The court’s opinion relied on the “plain text” of a 1980 Kansas law which states that customers using renewable energy may not be subjected to “higher rates or charges” or “any other prejudice or disadvantage.” That law, said the court, “clearly prohibits the Utilities from price discrimination against distributed generation customers, something the Utilities admit they are trying to do.”
The court called the move to differentiate customers, “simply price discrimination,” and said the “rate design is unlawful.”
“Kansans, like all Americans, have a right to the free solar energy delivered to their roofs every day without fear of illegal utility charges,” said David Bender, the Earthjustice attorney who argued the case, in a press statement. “We are happy the court agreed with us.”
Vote Solar and the Sierra Club had standing to bring the case because they had intervened in the Kansas rate proceeding, and had objected to a settlement agreement reached by other parties to approve the fixed fee, or “demand charge.”

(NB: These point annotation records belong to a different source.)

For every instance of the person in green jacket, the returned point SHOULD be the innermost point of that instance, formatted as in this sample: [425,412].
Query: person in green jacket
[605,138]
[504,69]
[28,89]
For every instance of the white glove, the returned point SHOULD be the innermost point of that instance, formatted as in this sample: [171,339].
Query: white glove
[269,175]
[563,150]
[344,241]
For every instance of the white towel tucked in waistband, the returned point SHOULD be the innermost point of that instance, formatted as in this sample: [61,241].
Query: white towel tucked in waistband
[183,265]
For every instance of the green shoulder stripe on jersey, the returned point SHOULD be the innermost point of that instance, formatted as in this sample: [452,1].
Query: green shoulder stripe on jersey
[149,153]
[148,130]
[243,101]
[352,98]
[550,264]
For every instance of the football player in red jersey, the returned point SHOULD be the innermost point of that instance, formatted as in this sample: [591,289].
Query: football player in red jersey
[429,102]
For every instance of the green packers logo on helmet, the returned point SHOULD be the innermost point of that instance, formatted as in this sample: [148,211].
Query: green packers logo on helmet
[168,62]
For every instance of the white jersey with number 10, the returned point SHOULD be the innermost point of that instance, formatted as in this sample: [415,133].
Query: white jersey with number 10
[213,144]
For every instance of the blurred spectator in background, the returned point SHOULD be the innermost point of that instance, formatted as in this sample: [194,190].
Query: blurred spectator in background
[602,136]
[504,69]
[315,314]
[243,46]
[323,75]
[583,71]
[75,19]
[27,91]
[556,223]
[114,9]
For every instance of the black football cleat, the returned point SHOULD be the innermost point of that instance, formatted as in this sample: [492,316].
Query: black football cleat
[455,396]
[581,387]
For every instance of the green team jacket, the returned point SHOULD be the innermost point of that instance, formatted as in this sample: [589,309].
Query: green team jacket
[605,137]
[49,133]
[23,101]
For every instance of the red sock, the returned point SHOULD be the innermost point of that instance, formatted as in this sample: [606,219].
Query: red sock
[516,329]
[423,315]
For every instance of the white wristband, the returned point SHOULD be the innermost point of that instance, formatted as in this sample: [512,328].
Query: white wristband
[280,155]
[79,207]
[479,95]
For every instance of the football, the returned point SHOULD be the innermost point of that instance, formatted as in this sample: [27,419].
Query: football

Kansas, although it is one of the sunniest states in the nation, recently had just 8 watts of small-scale solar per capita, versus the national average of 69 watts per capita. According to SEIA, Kansas ranks 47th by state with 47 MW of solar installed. Solar provides just 0.14% of the state’s electricity.
The court’s ruling, by Justice Caleb Stegall, describes the context in which the 1980 Kansas law was developed, noting the energy conservation goals of the federal government and many state governments in the late 1970s, in response to “America’s crisis relationship with fossil fuels” as well as early awareness of global climate change.
This led at the federal level to the 1978 law known as PURPA, whose regulations included an anti-discrimination provision that covered residential customers producing solar power, the court noted. Similarly, the 1980 Kansas law “codified the goal of incentivizing renewable energy production by private parties,” said the court.